The Broader Talent War
Anduril's Rhode Island hiring push is one visible front in a much larger scramble. The entire defense industry is trying to staff up for autonomous-systems production at a moment when the talent pool is too small, the clearance requirements are steep, and the competition cuts across every major contractor.
The numbers tell the scale. The aerospace and defense sector will need an estimated 4 million jobs filled over the next decade, per the Department of Defense. Deloitte's 2026 outlook puts the manufacturing skills gap at 3.8 million positions between 2025 and 2033, roughly half of which could go vacant without intervention. The A&D workforce grew 4.8% from 2022 to 2023, outpacing the national average of 1.7%, yet turnover hit 13% in 2023, well above the 3.8% U.S. average. Every new role an Anduril or General Atomics fills is a role someone else just lost.

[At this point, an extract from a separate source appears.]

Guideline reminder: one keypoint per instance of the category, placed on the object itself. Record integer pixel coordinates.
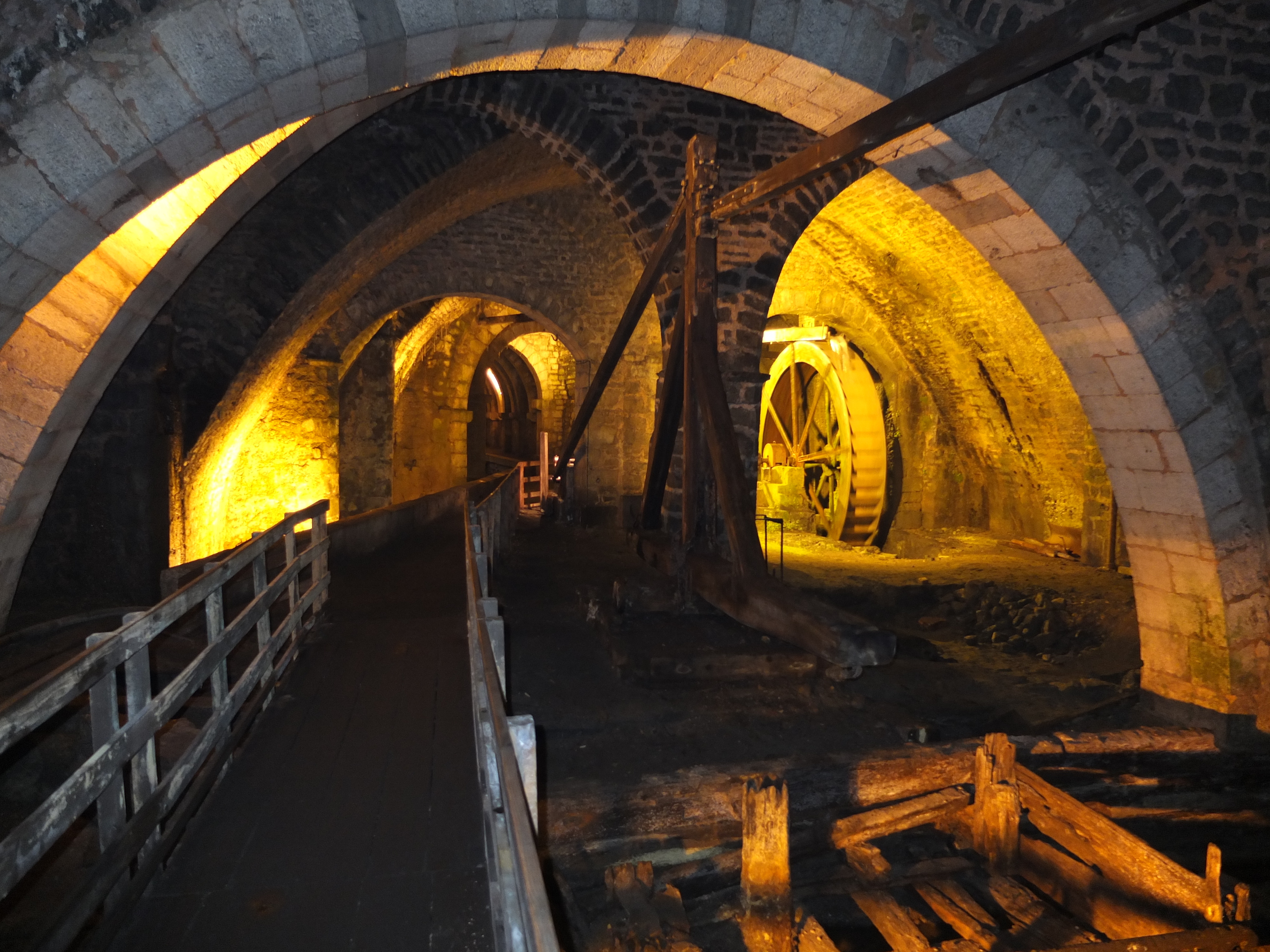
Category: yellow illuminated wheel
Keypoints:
(821, 414)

The competition is concentrated. Lockheed Martin, Northrop Grumman, and General Dynamics, with a combined market cap above $250 billion, have nearly 6,000 open positions between them. Ten other major contractors aim to add roughly 37,000 positions total, about 10% of their collective workforce. Anduril's salaries are competitive but not outliers. Talenbrium's 2025 benchmarking data shows senior systems engineers across the sector earning $120,000, senior aerospace engineers $140,000, and senior data scientists $130,000, all trending upward 7–15% year over year.
What makes the autonomous-aircraft niche harder than general defense manufacturing is the intersection of skills required. The DoD's own Software Modernization Strategy, signed by the Deputy Secretary of Defense in February 2022, calls for DevSecOps pipelines, continuous authorization, and software-factory ecosystems as standard practice. That means a manufacturing test engineer on a CCA line isn't just checking airframe tolerances; they're validating software-defined systems that update continuously, require cybersecurity sign-off at each build, and must meet airworthiness standards that don't yet fully exist for autonomous platforms. The Office of the Under Secretary of Defense for Research and Engineering has added AI-specific test and evaluation courses to its credentialing pipeline, a signal that the workforce gap is acute enough to warrant new training infrastructure.
The geographic dimension sharpens the competition. Talenbrium's location analysis identifies Huntsville, Alabama, as the tightest labor market for systems and test engineers, with a 16.0 supply ratio and 7.0% CAGR in demand. Los Angeles, Seattle, and Washington, D.C. all show vacancy rates between 6% and 8%. Anduril's Quonset Point facility sits outside these hotspots, which gives it some insulation but also means it's drawing from a smaller regional pool and competing on compensation and mission appeal.
The DoD has thrown funding at the problem. Nearly $100 million went to 28 public-private apprenticeship partnerships through the Closing the Skills Gap grant program, training over 92,000 people. Maine launched a $6.5 million initiative linking General Dynamics Bath Iron Works, Pratt & Whitney, and Portsmouth Naval Shipyard with community colleges to fill 7,500 positions. The Accelerated Training in Defense Manufacturing program puts veterans through 16-week courses in additive manufacturing, CNC machining, and welding. These are real efforts, but they're measured in years. Anduril's CCA production timeline is measured in months.
The companies that win this talent war won't be the ones with the best job postings. They'll be the ones that build internal pipelines fast enough to offset the structural shortfall, and that figure out how to clear, train, and retain engineers who can manufacture aircraft whose most critical systems are made of code.